The stack of papers, unassembled, would always be fanned on the stoop by the kitchen door when he stepped out barefoot in the dark pre-dawn to fetch them. Sometimes he tried to stay awake after midnight in order to catch a glimpse of the courier he’d never seen but had often imagined as a leather-faced Jimmy Cagney with a limp or maybe a glass eye, some pirate-like impedimen
t contracted in the line of duty that added to his tough swagger and salty demeanor, who delivered stealthily to all the paper boys in town in the wee hours when the ink was barely dry.
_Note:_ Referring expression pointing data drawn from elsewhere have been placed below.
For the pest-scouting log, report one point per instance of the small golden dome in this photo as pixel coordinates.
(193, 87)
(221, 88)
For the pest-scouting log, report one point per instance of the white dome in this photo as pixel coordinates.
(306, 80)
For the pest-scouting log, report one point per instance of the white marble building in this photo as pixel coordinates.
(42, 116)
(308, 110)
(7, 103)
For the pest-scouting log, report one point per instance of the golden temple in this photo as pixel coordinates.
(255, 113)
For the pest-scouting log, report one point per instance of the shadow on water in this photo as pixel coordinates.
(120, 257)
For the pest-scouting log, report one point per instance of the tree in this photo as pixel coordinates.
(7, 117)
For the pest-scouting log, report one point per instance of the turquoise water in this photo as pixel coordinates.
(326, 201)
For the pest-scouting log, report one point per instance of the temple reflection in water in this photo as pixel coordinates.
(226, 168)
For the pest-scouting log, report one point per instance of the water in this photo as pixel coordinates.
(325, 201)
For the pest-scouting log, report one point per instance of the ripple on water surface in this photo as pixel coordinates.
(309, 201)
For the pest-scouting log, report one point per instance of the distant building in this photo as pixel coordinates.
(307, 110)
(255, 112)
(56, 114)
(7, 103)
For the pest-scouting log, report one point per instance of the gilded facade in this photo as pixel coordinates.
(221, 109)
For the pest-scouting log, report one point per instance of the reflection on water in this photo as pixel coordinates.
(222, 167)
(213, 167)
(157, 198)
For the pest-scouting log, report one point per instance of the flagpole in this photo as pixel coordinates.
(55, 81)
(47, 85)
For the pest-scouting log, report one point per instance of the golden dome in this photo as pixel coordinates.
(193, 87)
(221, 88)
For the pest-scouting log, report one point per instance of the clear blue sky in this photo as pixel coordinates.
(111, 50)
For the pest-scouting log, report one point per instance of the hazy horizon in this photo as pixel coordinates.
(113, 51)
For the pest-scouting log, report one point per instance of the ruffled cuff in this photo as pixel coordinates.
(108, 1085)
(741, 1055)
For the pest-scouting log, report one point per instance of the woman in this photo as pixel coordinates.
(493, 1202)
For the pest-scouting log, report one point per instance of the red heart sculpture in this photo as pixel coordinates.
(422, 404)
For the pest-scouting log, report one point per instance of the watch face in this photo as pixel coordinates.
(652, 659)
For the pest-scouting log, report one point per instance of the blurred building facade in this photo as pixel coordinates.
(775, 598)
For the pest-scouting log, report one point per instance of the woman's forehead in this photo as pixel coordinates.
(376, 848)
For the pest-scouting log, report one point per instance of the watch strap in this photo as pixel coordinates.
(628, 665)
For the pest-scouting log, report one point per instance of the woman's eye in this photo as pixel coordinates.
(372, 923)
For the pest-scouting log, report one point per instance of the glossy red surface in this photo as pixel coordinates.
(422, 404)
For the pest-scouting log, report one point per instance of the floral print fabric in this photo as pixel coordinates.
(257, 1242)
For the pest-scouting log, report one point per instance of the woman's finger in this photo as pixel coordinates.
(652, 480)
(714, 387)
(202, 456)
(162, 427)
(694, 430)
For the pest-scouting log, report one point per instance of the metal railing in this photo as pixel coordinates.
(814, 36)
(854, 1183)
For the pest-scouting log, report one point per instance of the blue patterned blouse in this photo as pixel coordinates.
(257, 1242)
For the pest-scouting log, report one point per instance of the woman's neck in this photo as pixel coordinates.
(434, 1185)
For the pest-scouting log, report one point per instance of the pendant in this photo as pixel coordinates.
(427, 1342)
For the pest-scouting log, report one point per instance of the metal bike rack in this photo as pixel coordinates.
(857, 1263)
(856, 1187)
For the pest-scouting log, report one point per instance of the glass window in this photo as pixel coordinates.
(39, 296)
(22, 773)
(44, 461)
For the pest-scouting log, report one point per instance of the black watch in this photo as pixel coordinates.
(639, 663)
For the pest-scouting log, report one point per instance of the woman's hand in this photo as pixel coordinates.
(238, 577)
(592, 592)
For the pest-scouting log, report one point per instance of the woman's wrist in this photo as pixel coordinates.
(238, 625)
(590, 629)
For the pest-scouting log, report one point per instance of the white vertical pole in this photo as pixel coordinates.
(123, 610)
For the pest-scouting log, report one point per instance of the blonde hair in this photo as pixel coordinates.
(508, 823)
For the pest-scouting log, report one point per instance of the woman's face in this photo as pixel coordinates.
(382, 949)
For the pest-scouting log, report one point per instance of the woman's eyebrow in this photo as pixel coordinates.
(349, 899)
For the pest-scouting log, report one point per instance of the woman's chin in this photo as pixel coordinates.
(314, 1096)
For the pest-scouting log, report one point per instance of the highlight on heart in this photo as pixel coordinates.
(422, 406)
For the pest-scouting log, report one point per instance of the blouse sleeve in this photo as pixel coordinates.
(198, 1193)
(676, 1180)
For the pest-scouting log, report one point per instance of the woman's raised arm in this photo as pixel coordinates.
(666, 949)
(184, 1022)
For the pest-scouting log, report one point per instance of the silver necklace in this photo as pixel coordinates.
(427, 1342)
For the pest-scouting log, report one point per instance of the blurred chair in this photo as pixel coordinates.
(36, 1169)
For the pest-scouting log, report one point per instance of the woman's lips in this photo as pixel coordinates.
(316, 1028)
The Newark Star night visitor was a wily and ephemeral patron, much touted but never actually seen, and he was the closest thing to Santa Claus my father had known (his parents had broken it to their sons early that the man in the red suit was a figment of the collective goy consciousness). My father accepted his tutelary newsprint gifts with a shrug, dragging the great stack into the kitchen and, after pouring himself a glass of orange juice, collating the bunches. He pressed the sports sections into the front sections, dropping those onto the floor where the local scene and classifieds lay. He’d crawl around on the cool tile, tamping, folding, and tightly binding each island, sliding the rubber band down off his wrist and over his splayed hand until it was flat and perpendicular, marking the middle of the parcel. After he’d finished, his pouch resembled an open can of vienna sausages, machine-packed in tight rows. It was awkward to carry that many papers slung over your chest and still be expected to pedal successfully, but my father flew the initial six blocks to the starting gate of his route with only one or two shuddering delays when he’d grip the handlebars with one hand and the mouth of his pouch with the other, and slow way down, weaving in and out of the dotted line in the center of the deserted street like a drunken skier slaloming his way down a bunny hill. Once he hit Fig Street, and he could begin tossing some of his ballast, he was able to maintain a constant high speed, incorporating his shivers and dips into the rhythm of his driveway swerves and nickel-curve pitches.